# Snows in ND April 12th and 13th



## AV (May 24, 2007)

Any one think birds will be in ND the 12th and the 13th of April??


----------



## boranger (Mar 11, 2008)

that is a long way out my friend, hunting snowgeese you can not plan that far out, when snows go nouth thay can go fast,weather will play a big part in this game !I think there will be some to hunt, but in may not be big numbers. :beer:


----------



## northerngoosehunter (Mar 22, 2006)

i am still planning on hunting in Sodak during that time period they way things are turning out.


----------



## duckbuster434 (Apr 11, 2005)

Thats in two weeks. I think you will be way late.


----------



## northerngoosehunter (Mar 22, 2006)

I understand how a calendar works and i am in South Dakot right now so I really cant be late.


----------



## goosehunternd (Mar 10, 2006)

kinda answered your own question


----------



## AV (May 24, 2007)

well with the foot of snow there going to get in southern ND and south dakota i think that sould them down quiet a bit


----------



## bud69652 (Feb 6, 2006)

11 inches is not a foot. :wink: we will see what the new snow tonight into tomorrow wil do to the birds. looks like all of eastern sd is supposed to get at least 6-8, some 8-10, and some isolated 12+ areas. should be interesting.


----------



## Bustin Lips (Mar 16, 2008)

historically people have shot birds into May. So I would say you'll be OK.
may be lower numbers, but that is not always a bad thing. good luck.


----------



## SDwaterfowler (Mar 2, 2006)

I'd put money on the table that there will be huntable numbers and decent juvie and ross numbers in NoDak at that time.


----------



## if it flies it dies1 (Mar 22, 2008)

i am also going to nodak on the 12 and 13 so i sure hope birds will still be there because driving 200 miles for no birds would sure piss me off haha hope that doesnt happen please will people from out there keep us updated on the s and b thanks.


----------



## gordomatic87 (Feb 3, 2008)

Jamestown was rockin from wednesday to friday last week more birds than you can imagine friday was an awesome decoy day i can tell right now ther are very huntable numbers in NODAK


----------



## hunt4P&amp;Y (Sep 23, 2004)

:withstupid: :roll: You mean there is a few birds right! !!!! :lol:


----------



## bigblackfoot (Mar 12, 2003)

You never know if there will be a good number of birds that weekend or not. It is two weeks out. If the birds decide to move they could be gone in a matter of days. Yes there are places getting snow right now but this time of year that can be gone in a matter of days as well.

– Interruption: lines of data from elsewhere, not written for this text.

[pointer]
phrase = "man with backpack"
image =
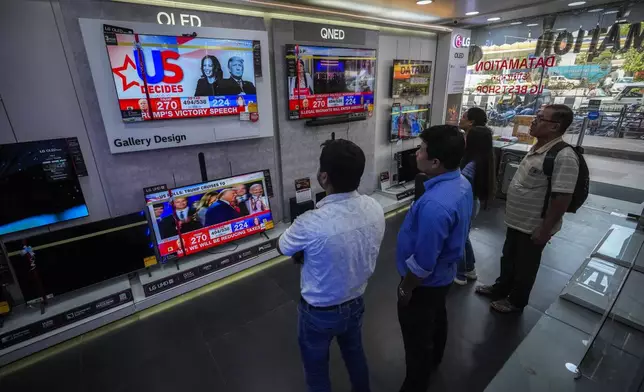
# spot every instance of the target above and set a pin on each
(551, 180)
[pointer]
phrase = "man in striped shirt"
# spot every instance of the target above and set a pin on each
(529, 228)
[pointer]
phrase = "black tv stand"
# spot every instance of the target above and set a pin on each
(318, 121)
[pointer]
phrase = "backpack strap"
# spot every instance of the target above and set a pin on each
(548, 168)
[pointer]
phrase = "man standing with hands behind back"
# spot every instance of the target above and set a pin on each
(431, 242)
(340, 240)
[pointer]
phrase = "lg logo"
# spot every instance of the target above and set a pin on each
(461, 42)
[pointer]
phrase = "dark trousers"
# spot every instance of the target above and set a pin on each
(423, 323)
(519, 266)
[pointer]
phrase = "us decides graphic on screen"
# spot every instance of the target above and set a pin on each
(166, 77)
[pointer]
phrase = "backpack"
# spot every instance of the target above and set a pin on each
(582, 187)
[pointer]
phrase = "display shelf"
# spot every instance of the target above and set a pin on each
(620, 245)
(27, 331)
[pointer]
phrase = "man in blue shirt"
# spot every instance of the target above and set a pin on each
(340, 240)
(431, 242)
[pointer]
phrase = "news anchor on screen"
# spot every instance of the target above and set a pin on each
(235, 85)
(305, 80)
(224, 209)
(211, 76)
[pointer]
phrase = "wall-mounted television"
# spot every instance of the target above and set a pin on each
(411, 78)
(408, 121)
(406, 163)
(328, 81)
(73, 258)
(193, 218)
(167, 77)
(39, 185)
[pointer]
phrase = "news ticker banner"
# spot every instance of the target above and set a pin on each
(63, 319)
(169, 282)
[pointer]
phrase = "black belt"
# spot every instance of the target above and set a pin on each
(323, 308)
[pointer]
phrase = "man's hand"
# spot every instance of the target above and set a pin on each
(541, 236)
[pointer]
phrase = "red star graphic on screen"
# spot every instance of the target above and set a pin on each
(119, 72)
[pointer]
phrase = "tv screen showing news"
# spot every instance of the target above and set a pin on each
(73, 258)
(193, 218)
(408, 121)
(325, 81)
(166, 77)
(411, 78)
(39, 185)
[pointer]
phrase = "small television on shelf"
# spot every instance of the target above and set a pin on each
(406, 164)
(411, 78)
(193, 218)
(77, 257)
(39, 185)
(328, 81)
(168, 77)
(408, 121)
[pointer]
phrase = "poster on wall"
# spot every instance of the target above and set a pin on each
(161, 77)
(325, 81)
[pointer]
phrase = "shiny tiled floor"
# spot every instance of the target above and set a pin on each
(242, 337)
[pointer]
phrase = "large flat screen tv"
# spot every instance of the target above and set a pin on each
(406, 162)
(197, 217)
(411, 78)
(408, 121)
(38, 185)
(325, 81)
(70, 259)
(167, 77)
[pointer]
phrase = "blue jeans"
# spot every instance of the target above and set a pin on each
(316, 330)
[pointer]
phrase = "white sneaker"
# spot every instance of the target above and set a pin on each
(460, 282)
(471, 275)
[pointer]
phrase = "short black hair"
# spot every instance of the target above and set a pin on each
(477, 116)
(561, 114)
(445, 143)
(343, 161)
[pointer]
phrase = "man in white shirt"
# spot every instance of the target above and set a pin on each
(340, 241)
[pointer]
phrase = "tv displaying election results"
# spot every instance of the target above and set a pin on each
(411, 78)
(166, 77)
(189, 219)
(326, 81)
(39, 185)
(408, 121)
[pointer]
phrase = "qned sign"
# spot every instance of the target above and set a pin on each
(314, 32)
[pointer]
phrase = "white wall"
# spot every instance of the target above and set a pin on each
(391, 47)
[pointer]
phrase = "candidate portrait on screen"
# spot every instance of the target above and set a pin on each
(235, 85)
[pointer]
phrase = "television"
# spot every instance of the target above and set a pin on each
(408, 121)
(73, 258)
(193, 218)
(39, 185)
(168, 77)
(327, 81)
(406, 164)
(411, 78)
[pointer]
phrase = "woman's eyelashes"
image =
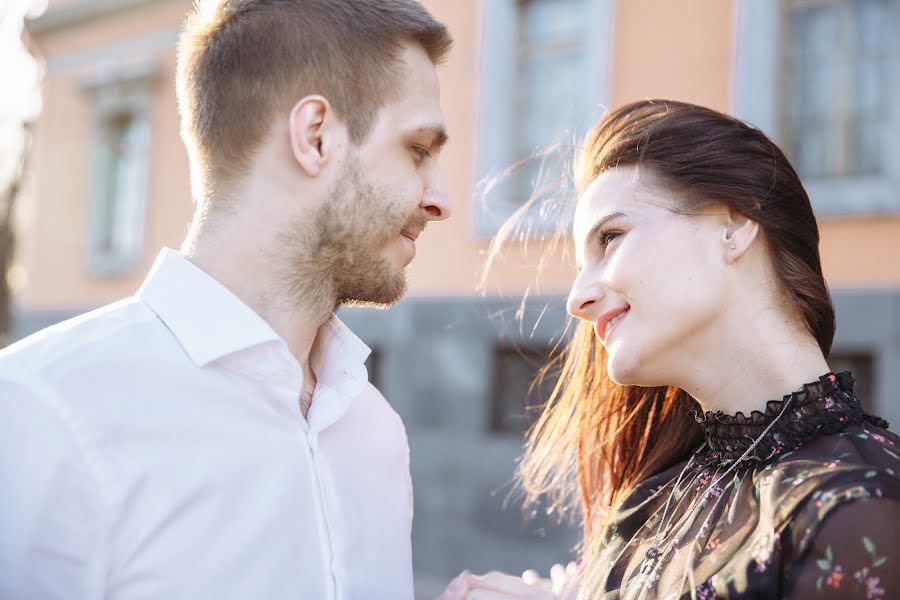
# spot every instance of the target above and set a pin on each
(605, 238)
(421, 152)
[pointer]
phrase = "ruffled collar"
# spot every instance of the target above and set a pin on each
(822, 407)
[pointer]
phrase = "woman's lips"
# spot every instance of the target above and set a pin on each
(600, 327)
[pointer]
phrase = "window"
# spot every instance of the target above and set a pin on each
(123, 161)
(515, 401)
(116, 222)
(819, 76)
(543, 79)
(836, 92)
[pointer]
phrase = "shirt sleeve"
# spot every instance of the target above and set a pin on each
(51, 526)
(855, 553)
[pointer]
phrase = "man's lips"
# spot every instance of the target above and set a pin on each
(600, 327)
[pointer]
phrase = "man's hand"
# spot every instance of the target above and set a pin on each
(562, 585)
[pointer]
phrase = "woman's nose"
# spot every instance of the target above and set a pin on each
(583, 302)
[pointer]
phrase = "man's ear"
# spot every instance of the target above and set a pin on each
(307, 130)
(738, 234)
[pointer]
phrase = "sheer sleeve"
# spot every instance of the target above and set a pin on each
(854, 554)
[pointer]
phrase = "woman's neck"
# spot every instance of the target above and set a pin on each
(759, 362)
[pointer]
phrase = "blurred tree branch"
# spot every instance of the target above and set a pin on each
(8, 238)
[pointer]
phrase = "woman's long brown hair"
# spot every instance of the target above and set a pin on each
(596, 440)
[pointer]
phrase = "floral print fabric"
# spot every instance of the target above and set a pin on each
(812, 513)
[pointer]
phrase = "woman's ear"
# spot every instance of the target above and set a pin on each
(738, 234)
(307, 130)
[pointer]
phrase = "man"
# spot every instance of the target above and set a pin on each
(215, 436)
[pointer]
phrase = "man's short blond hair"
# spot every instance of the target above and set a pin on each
(242, 62)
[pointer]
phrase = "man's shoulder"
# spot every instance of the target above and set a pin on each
(375, 407)
(94, 336)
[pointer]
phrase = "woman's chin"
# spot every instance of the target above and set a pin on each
(622, 370)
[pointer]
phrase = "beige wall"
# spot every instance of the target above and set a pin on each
(659, 49)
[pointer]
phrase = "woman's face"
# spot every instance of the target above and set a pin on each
(652, 281)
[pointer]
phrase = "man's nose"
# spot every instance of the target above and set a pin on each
(435, 198)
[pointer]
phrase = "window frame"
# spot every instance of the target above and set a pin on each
(498, 96)
(758, 55)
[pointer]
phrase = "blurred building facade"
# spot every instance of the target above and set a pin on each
(108, 187)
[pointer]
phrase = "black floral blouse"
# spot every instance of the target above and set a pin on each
(812, 512)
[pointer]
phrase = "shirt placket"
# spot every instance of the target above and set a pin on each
(324, 519)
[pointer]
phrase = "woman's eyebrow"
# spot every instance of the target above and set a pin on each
(596, 227)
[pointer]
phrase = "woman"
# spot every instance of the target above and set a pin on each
(697, 424)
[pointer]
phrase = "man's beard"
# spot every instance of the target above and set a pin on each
(339, 258)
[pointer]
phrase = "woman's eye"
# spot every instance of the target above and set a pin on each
(608, 236)
(421, 152)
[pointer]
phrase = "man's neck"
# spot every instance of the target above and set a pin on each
(255, 277)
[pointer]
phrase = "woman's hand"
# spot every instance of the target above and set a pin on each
(562, 585)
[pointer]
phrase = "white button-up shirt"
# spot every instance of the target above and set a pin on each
(155, 449)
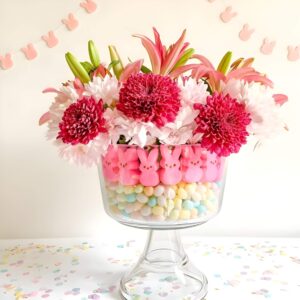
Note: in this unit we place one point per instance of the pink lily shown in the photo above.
(280, 99)
(131, 68)
(162, 59)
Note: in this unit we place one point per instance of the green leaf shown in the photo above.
(225, 63)
(87, 66)
(184, 58)
(114, 56)
(94, 54)
(77, 69)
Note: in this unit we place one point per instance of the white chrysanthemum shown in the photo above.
(106, 89)
(85, 154)
(265, 113)
(137, 133)
(192, 91)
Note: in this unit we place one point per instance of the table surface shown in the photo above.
(83, 269)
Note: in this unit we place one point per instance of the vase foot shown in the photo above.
(164, 272)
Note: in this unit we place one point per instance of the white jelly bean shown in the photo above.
(142, 198)
(162, 201)
(146, 211)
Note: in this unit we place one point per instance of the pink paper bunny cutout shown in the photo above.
(29, 52)
(50, 39)
(110, 164)
(89, 5)
(267, 46)
(210, 167)
(227, 14)
(71, 23)
(148, 167)
(246, 32)
(293, 53)
(192, 163)
(128, 165)
(170, 172)
(6, 61)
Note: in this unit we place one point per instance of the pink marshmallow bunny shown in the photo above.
(210, 167)
(110, 164)
(192, 164)
(128, 164)
(170, 172)
(148, 167)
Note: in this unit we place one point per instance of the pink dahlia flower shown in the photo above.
(150, 98)
(222, 121)
(82, 121)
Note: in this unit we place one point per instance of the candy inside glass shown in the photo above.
(162, 188)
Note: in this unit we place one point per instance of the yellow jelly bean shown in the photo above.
(178, 202)
(174, 214)
(185, 214)
(158, 211)
(181, 193)
(148, 190)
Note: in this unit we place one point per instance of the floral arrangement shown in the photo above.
(181, 99)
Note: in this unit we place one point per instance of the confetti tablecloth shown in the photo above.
(237, 268)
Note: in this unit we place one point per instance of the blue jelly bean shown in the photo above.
(188, 204)
(152, 201)
(130, 198)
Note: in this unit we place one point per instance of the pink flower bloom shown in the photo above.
(82, 121)
(150, 98)
(223, 122)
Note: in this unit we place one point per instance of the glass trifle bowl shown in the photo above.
(162, 188)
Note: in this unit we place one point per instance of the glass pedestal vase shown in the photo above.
(164, 270)
(162, 189)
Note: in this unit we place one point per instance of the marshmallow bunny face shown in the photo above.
(148, 167)
(110, 165)
(170, 172)
(128, 165)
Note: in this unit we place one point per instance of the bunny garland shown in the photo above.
(134, 165)
(266, 45)
(51, 40)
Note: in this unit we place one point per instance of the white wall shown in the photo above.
(43, 196)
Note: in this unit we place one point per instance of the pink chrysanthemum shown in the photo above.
(223, 122)
(82, 121)
(150, 98)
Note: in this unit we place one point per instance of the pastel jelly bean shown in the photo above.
(158, 211)
(174, 215)
(128, 189)
(178, 202)
(170, 193)
(185, 214)
(130, 197)
(162, 201)
(194, 213)
(196, 196)
(158, 190)
(141, 198)
(152, 201)
(148, 191)
(146, 211)
(188, 204)
(182, 193)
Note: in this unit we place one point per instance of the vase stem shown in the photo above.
(164, 269)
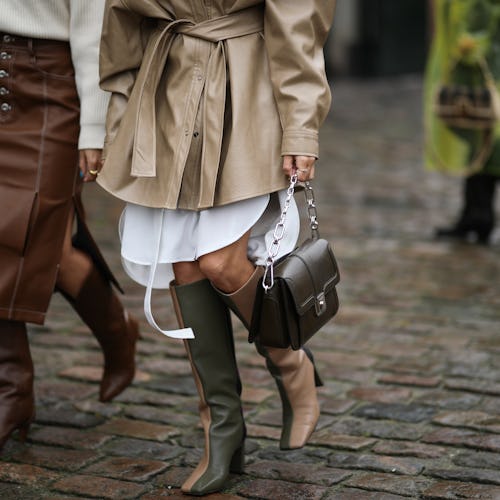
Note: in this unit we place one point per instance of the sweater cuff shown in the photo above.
(300, 142)
(91, 137)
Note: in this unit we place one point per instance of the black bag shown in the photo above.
(297, 295)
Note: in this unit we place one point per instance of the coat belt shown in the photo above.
(216, 30)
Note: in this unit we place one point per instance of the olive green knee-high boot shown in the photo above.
(293, 371)
(211, 354)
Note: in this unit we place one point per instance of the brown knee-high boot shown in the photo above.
(293, 371)
(17, 405)
(116, 331)
(211, 354)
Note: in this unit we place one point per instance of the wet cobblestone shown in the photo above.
(411, 404)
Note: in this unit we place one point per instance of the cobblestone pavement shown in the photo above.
(411, 403)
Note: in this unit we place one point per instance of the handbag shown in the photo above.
(297, 294)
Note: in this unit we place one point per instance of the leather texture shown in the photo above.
(39, 182)
(17, 403)
(186, 77)
(211, 354)
(302, 299)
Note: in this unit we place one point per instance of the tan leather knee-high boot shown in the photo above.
(215, 372)
(293, 371)
(116, 331)
(17, 405)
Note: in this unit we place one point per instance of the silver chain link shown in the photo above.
(279, 230)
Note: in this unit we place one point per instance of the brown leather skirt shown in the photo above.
(39, 176)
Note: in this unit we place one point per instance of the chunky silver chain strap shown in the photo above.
(279, 230)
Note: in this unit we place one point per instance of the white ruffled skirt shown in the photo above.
(152, 239)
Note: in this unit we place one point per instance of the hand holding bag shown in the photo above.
(297, 294)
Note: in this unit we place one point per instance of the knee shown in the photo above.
(214, 267)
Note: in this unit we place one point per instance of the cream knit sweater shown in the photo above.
(80, 23)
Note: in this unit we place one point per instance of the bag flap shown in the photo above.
(310, 272)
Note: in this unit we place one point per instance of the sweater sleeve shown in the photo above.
(84, 36)
(295, 33)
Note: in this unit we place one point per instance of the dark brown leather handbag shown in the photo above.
(297, 295)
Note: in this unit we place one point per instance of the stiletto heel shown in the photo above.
(318, 382)
(23, 431)
(237, 464)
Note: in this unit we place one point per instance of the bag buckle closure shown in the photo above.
(320, 304)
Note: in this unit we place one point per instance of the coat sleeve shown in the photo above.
(295, 33)
(121, 52)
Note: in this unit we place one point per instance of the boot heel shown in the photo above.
(237, 464)
(317, 379)
(23, 430)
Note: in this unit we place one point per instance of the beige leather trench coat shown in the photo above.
(207, 95)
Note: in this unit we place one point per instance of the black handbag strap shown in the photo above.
(279, 230)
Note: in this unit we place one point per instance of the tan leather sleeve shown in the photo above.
(121, 53)
(295, 33)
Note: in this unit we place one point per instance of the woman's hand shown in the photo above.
(90, 164)
(303, 165)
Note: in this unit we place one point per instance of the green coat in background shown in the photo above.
(466, 33)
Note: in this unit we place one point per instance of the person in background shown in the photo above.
(52, 116)
(465, 56)
(215, 104)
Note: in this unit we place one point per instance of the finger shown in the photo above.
(305, 167)
(288, 165)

> northerngoosehunter Posted: Sun Mar 30, 2008 2:39 pm Post subject:
> 
> --------------------------------------------------------------------------------
> 
> I understand how a calendar works and i am in South Dakot right now so I really cant be late.


There is a very good chance you could be late.


----------



## northerngoosehunter (Mar 22, 2006)

just had to say I told you so. Couldnt hunt this weekend, but was out buming around this morning and found two fields with snows. Then Fished a couple areas and saw a few flocks migrating North in Northern SD.



duckbuster434 said:


> Thats in two weeks. I think you will be way late.





bigblackfoot said:


> You never know if there will be a good number of birds that weekend or not. It is two weeks out. If the birds decide to move they could be gone in a matter of days. Yes there are places getting snow right now but this time of year that can be gone in a matter of days as well.
> 
> 
> > northerngoosehunter Posted: Sun Mar 30, 2008 2:39 pm Post subject:
> ...


----------